I shouldn’t complain. As a grandma, my mom has brought spoiling to a new level. My eldest is 6, and the only new clothes I’ve ever bought for him have been a Halloween costume, some footie pajamas and his school uniform. All other forms of awesome attire have come solely from my mom.

Shopping has become her lifeline to my kids, a way to connect from 500 miles away. She shops sales and art fairs, thrift stores and missions. She saves some clothes to mail on a rainy day, some for a holiday and some for a just-because day.

Her habit only increased when I had my daughter. Flea markets and fashion districts are frequented with the same feverish ambition to find the cutest and the best. Clothes are often delivered by the bucket.

It’s such a gift. And certainly, not all the clothes have been my style or something I would have picked out personally, but nothing had given me pause before the ALF panties.

ALF. ALF? ALF.

Where does one get ALF underwear for 5-year-old girls? Who decided there is a market for kindergarteners who love ALF? And how did they know that my mom would be the perfect person to market to? And for the love of cat-eating aliens, why ALF?

Because I didn’t want to seem ungrateful, I didn’t feel I could ask these questions directly to my mom. The investigation would have to be personal. But there would have to be an investigation. You can’t just put ALF underwear in someone’s drawer without saying anything and not expect there to be an inquiry.

Recently, I had read in my trade magazines that “ALF” was greenlighted for a comeback series, following the trend of “Roseanne” and “Murphy Brown” to reignite decades-past-prime time. Perhaps, I thought, this was part of rebranding, to initiate a new class of viewers — a younger demographic.

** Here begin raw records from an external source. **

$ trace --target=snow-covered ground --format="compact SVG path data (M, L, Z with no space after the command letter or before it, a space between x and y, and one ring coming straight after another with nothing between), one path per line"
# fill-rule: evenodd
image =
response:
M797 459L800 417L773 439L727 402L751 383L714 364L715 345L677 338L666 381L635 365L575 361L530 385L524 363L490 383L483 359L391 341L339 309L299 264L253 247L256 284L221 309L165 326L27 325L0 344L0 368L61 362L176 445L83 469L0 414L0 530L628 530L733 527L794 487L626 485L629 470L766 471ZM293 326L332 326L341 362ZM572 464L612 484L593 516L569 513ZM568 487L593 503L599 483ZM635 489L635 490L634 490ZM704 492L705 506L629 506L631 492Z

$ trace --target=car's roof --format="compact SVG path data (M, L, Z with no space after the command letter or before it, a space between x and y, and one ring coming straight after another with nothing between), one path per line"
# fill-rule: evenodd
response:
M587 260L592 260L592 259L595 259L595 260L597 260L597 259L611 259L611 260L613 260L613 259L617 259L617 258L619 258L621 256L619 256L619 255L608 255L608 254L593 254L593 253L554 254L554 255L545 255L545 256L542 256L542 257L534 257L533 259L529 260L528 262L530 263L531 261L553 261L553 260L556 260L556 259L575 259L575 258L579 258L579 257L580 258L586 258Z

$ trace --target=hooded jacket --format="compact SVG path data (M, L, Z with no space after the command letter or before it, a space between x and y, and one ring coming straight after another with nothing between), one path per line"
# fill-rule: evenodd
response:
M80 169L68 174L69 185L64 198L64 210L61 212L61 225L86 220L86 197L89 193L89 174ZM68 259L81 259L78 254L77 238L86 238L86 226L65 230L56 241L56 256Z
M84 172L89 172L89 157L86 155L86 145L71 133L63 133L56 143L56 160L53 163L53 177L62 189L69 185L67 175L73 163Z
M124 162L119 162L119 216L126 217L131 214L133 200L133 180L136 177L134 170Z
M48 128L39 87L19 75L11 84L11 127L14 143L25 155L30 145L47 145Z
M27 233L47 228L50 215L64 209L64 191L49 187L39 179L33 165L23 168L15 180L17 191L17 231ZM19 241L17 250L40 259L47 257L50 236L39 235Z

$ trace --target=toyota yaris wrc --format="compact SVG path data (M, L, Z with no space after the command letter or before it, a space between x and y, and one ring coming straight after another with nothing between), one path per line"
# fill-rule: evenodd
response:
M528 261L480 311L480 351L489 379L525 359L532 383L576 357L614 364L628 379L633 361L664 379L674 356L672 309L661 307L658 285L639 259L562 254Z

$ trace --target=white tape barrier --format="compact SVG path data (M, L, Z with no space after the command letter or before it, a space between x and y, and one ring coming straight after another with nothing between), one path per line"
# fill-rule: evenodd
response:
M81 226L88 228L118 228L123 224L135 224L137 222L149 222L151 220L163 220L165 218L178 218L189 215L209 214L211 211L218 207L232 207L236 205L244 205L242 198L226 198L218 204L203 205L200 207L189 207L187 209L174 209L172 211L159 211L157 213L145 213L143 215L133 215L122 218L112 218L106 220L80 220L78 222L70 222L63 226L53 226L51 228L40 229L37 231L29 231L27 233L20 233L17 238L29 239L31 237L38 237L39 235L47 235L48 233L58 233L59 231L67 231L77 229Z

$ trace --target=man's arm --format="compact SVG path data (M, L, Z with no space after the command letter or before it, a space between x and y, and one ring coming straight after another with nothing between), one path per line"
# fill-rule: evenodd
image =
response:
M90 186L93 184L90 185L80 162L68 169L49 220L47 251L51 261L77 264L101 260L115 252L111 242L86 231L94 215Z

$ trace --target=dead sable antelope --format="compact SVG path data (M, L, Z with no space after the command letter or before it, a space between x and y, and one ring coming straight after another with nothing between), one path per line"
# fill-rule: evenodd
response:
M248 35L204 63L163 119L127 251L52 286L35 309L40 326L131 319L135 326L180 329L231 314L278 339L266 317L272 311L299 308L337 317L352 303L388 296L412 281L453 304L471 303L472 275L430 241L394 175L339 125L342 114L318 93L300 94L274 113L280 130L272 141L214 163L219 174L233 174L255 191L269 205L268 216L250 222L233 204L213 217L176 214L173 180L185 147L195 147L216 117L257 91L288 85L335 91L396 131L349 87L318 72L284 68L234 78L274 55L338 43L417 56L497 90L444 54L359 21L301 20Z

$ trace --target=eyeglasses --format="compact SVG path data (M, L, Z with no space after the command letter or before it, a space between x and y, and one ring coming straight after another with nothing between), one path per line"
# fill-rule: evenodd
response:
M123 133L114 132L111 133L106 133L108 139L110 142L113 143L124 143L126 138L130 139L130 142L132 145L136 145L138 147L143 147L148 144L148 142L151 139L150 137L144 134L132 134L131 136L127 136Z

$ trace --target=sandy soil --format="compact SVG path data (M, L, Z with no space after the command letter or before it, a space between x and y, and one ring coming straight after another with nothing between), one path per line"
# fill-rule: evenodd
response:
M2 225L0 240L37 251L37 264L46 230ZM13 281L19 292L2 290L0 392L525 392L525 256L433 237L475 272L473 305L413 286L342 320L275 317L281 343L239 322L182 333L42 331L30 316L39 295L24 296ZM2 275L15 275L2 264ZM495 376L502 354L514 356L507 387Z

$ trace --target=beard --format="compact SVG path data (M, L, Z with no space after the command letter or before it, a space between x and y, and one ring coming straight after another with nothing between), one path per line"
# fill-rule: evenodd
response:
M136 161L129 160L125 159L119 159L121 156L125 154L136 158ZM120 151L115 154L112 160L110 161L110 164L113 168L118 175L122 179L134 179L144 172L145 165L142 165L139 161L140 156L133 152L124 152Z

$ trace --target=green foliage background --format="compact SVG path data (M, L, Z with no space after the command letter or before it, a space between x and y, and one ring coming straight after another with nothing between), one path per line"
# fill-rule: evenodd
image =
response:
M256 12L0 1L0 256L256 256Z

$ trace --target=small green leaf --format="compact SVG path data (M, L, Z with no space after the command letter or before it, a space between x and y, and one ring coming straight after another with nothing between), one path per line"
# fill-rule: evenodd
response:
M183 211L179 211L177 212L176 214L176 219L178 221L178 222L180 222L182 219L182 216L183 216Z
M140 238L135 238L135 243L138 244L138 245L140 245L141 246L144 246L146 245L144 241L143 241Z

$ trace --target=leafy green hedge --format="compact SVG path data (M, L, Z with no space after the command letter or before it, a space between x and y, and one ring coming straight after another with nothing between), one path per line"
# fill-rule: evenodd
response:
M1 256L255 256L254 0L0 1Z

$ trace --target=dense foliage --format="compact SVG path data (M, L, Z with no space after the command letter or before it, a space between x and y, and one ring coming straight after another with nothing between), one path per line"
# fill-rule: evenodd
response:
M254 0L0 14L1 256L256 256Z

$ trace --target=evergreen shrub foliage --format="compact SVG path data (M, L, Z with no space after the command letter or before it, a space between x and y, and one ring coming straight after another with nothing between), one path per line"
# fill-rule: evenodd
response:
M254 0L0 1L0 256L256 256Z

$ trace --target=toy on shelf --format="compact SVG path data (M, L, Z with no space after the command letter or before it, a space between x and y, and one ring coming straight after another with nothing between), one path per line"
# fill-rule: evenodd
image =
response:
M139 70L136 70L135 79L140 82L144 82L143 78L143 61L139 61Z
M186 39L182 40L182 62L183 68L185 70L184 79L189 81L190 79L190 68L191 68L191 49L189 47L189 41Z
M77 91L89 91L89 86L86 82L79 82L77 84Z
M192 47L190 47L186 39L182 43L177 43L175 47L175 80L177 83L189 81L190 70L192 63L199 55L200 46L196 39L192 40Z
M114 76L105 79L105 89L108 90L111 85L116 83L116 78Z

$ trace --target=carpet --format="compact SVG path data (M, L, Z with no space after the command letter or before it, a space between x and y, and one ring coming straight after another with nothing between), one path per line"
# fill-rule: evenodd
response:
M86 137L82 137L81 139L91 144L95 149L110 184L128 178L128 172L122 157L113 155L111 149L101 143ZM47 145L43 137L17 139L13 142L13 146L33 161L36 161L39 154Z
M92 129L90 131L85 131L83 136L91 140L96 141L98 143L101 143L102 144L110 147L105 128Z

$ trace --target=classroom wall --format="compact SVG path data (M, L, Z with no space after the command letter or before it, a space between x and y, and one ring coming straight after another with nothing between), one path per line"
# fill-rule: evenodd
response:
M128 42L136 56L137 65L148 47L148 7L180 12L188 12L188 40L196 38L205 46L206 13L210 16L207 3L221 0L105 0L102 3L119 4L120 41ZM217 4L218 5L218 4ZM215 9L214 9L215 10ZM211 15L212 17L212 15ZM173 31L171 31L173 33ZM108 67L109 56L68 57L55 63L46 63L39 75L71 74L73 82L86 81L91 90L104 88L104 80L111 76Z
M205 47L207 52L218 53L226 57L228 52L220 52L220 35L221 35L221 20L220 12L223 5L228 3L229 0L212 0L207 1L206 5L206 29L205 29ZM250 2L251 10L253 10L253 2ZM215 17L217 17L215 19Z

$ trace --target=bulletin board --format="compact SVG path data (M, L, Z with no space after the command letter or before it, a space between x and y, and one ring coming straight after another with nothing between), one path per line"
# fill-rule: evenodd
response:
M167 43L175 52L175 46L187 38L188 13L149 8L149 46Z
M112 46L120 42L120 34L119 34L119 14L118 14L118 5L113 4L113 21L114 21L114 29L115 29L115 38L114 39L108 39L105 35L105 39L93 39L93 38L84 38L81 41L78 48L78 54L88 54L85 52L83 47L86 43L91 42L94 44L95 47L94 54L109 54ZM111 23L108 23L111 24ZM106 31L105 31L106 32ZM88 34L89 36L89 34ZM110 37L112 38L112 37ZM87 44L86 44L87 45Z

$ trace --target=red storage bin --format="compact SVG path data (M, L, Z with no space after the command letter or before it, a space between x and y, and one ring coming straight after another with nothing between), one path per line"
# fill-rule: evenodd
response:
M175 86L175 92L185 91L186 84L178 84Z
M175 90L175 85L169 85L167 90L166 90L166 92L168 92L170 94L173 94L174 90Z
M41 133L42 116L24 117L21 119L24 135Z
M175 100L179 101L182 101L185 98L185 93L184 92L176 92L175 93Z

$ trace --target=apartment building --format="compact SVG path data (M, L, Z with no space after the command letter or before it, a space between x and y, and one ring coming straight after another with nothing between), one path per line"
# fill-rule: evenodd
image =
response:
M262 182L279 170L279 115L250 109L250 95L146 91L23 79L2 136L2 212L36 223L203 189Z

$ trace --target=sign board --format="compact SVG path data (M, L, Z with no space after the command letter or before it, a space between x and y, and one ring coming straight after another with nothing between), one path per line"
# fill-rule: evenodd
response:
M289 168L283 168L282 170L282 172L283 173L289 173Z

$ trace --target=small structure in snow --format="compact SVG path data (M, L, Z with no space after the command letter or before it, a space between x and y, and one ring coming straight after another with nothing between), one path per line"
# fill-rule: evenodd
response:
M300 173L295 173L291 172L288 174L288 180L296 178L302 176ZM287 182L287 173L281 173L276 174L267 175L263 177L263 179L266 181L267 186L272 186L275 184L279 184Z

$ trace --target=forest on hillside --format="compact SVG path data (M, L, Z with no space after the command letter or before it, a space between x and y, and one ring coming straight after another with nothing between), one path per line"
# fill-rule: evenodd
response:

But a quick search of the licensed T-shirts at Target and Ross made me rethink the comeback clothes. After all, it was hard to ignore the panties’ packaging. Either there was a real commitment to giving a full ‘80s look to the plastic bag and design or — perhaps — these were old.

A more thorough examination of the ALF panties’ packaging confirmed it: “1987” was in a block of small print on the back.

A friend of mine is a scientist — something I have tremendous respect for but could never be. She told me that scientists rarely get answers, just more questions. For the first time in my life, I’m pretty sure I knew what it feels like to be a scientist.

Did this mean my mom had picked up the blast-from-the-past underwear at a thrift store or flea market? And if so, why had the seller held on to these packaged panties for over three decades? Or was my mom perhaps the one who had held on to the underwear for 31 years? Was this underwear she had bought for me but forgotten to give? After all, I was 5 in 1987. Had she just rediscovered it, or had she knowingly kept the set of three pastel-colored ALF panties in a special place in the downstairs closet hoping that one day I’d have a daughter she could pass them on to?

My mom called to ask how my daughter liked her new clothes. There was, of course, the issue of the ALF underpants.

“She’s liked everything that currently fits.”

I don’t like to lie to my mom. Luckily, I won’t have to for another two years.